色々投稿したいお題が多いときに限って仕事が忙しい……💦


1914年9月1日午後1時、リョコウバトのマーサが死亡しました。
この時をもって、全盛期には50億羽とも言われる大個体数を誇っていたリョコウバトは、それから僅か100年で絶滅生物という名の墓標に名を刻むことになりました。


リョコウバトはその名の通り長距離を移動する習性があり、夏はニューヨークから五大湖周辺にかけて繁殖し、冬は主にメキシコ湾岸で越冬していました。
その移動速度は時速約96km、その群れが移動すると空が数日のあいだ真っ黒に覆われたと伝わります。

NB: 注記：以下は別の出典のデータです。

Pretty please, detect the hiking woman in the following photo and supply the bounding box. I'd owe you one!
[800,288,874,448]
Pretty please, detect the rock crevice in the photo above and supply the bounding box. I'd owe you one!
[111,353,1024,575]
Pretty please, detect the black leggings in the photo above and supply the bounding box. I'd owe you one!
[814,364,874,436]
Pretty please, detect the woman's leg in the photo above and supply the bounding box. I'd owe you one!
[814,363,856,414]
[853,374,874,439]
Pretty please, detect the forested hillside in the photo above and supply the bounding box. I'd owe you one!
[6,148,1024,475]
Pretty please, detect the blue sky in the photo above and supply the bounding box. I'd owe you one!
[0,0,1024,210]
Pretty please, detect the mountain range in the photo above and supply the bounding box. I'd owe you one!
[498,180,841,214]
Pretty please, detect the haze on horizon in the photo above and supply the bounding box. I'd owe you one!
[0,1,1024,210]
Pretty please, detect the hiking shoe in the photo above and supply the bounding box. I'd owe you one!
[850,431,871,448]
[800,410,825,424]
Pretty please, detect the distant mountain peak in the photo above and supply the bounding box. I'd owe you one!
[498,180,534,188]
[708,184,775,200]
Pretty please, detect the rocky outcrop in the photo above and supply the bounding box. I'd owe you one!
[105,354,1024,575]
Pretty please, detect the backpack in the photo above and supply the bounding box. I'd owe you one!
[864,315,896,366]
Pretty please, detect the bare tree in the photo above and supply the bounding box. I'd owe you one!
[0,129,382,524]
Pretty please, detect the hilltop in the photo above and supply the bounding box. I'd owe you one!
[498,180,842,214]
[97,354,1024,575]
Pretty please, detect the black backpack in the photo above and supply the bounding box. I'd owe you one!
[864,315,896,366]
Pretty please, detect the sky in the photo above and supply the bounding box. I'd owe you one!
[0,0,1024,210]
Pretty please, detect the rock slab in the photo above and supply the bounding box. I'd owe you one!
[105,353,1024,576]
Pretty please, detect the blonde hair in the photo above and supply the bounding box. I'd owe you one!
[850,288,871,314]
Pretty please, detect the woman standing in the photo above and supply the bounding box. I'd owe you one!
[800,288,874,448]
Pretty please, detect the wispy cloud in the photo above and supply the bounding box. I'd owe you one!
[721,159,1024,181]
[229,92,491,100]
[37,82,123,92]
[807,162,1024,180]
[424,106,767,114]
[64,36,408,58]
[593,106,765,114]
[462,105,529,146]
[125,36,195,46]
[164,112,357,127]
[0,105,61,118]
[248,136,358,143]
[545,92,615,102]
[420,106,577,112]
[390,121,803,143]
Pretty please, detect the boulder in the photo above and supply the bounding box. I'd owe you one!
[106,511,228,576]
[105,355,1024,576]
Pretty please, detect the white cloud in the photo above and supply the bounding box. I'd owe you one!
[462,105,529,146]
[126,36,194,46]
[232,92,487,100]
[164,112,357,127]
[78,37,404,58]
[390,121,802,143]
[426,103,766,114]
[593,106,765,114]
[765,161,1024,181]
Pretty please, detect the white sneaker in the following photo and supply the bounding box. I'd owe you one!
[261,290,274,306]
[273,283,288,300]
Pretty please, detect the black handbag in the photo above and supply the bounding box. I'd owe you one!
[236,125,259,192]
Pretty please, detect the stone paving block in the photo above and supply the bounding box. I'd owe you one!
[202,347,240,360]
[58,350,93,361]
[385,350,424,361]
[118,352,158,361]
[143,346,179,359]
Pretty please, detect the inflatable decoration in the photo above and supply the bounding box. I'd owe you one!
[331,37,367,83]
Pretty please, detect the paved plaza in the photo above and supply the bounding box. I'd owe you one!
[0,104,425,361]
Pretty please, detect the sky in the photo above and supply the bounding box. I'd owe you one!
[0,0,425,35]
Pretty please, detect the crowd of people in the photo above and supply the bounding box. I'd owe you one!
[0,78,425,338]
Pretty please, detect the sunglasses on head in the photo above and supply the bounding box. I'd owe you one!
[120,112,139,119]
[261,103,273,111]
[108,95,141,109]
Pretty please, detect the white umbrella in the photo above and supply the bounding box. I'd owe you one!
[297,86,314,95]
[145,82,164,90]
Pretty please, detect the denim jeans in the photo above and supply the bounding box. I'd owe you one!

リョコウバトはアメリカ先住民にとっては重要な食糧源でしたが、それは自給自足の範囲に留まります。
しかし17世紀以降に入植してきた白人にとって、その無尽蔵とも思える巨大な群れは『収入源』として映りました。
リョコウバト最大の不幸は、その肉が大変な美味としてグルメの対象になったことです。
加えて圧倒的な個体数がもたらす農作物への食害と糞害は尋常なモノではなく、害鳥として駆除の対象になる&食材として狩りの対象になるという両方の面から無制限な乱獲が続けられました。
結果として、50億羽いたはずのリョコウバトは僅か数十年で殆どの個体群が消滅、20世紀を待たずして野生個体は地球上から姿を消してしまいました。


実はリョコウバトは繁殖力が大変低い生物で、その貧弱な繁殖力を圧倒的な個体数でカバーする生存戦略をとっていました。
それが急激な乱獲によって維持に必要な個体数を割り込み、遂には雛や卵まで珍味として狙われるようになったことで更に減少が加速。
あまりに急激な減少だったため人々は慌てて保護活動に乗り出しましたが、すでに手遅れでした。
飼育下で残った個体はあまりに数が少なすぎて繁殖させる試みも成功せず、1910年8月の時点でオハイオ州のシンシナティ動物園で飼育されていた雌のマーサただ1羽のみとなり、この時点でリョコウバトの絶滅は確定しました。
マーサは野生で保護された個体群から生まれた1羽で、生まれたときから一度も外界の空を知ることなく檻の中で一生を過ごした『最後のリョコウバト』でした。


マーサの死は新聞で大々的に報道され、アメリカ合衆国の人々はその死を悼みました。
それは同時に「気付いたときには最後の1羽」では遅い、という強烈な意識を人々に植え付け、現代の自然保護思想へのきっかけの一つになったとされています。
マーサの遺骸は剥製とされてスミソニアン博物館に収蔵されており、『絶滅の脅威』を象徴する存在として今も人々に野生生物保全の大切さを訴えています。